Alexandria’s Office of Race and Social Equity (RASE), AFL alleges, serves to embed “racial and social equity into all city policies, programs, decisions, and environments” and ensure city policies and programs “are discussed and evaluated through a racial and social justice lens.”
In particular, AFL calls out Alexandria’s Police Department’s development of a “Racial Equity Plan,” which the complaint claims has instructions for the police department “to make efforts in creating a diverse workforce” with the goal of “improv[ing] the demographic representation” through recruitment. A similar “strategic plan” from the city’s fire department reportedly pushes similar hiring preferences on its department as well, AFL alleges.
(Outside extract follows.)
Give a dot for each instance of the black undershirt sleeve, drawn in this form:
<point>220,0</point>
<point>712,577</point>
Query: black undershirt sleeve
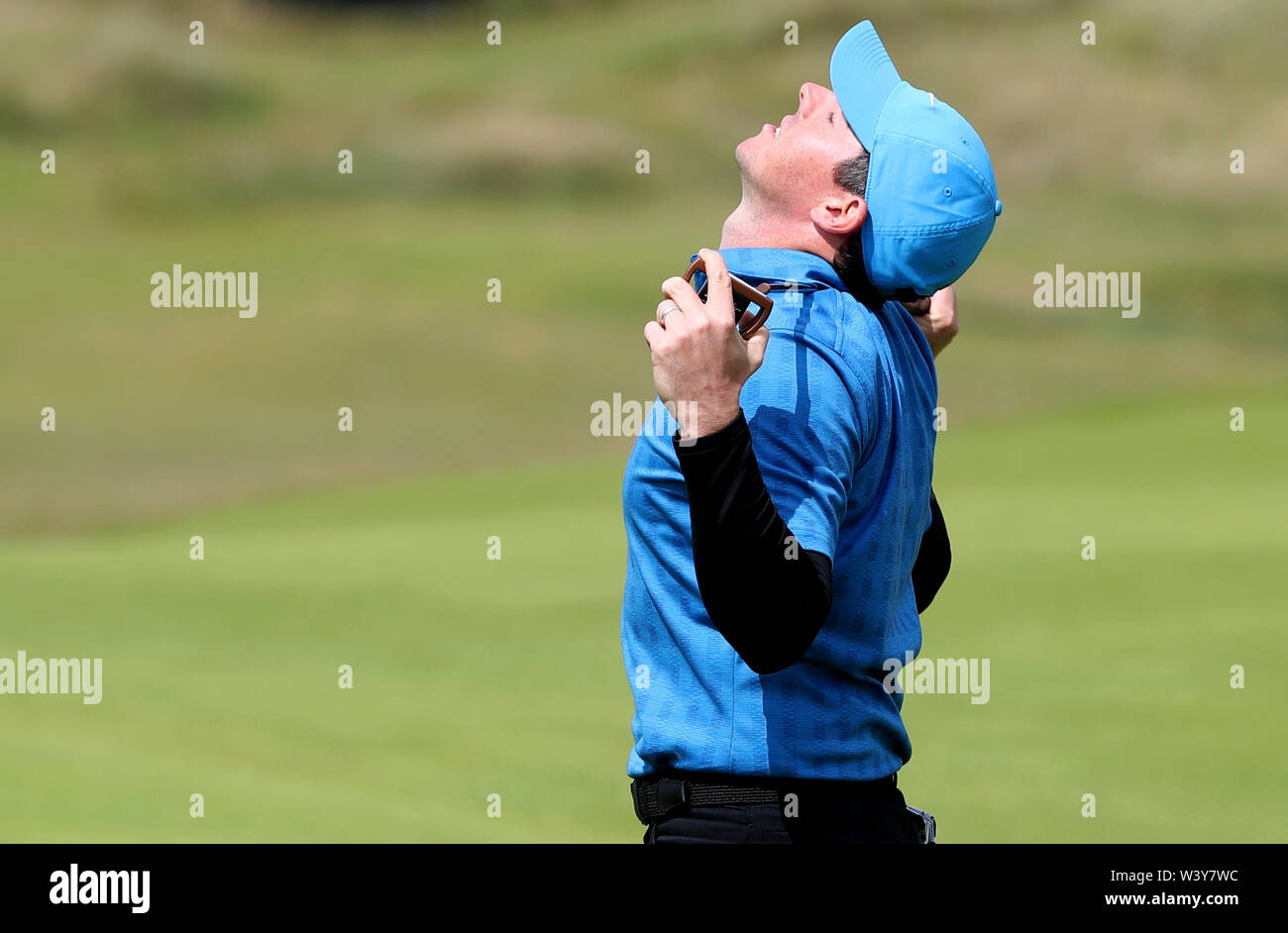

Arlington, meanwhile, is accused of establishing an “Affirmative Action Plan,” which AFL says includes “underutilization goals” based on race for specific job groups. These goals include increasing minority representation in the “Senior Administrators” job group from 35.23% to 45%, and minority representation in “Police Officers” from 27.38% to 38%, according to AFL’s complaint.
To prove the real-life consequences of these cities’ policies, AFL’s complaint against Arlington pointed to an incident at a local public school from last year.
“In September 2024, a male sex offender was permitted to use the girls’ locker room at Washington Liberty High School in Arlington County for months because he claimed to be transgender—a direct result of the County’s policy allowing individuals to use facilities based on their claimed ‘gender identity.’ The individual ultimately exposed his genitals to a 9-year-old girl,” AFL’s complaint to the Department of Justice chronicles. “This incident demonstrates how Arlington County’s race- and sex-conscious policies not only violate federal civil rights law but also compromise student safety.”
Last month, AFL reached a settlement with the City of Philadelphia that began in 2019 over alleged race- and sex-based quotas and “discriminatory” union-membership requirements in public contracting. Under the settlement, the City of Philadelphia agreed to rewrite its “Project Labor Agreements,” which AFL said penalized city contractors that refused to abide by its DEI mandates. Under the settlement, the city was compelled to make previous workforce diversity goals “strictly aspirational” and end “quotas or mandatory minimums.”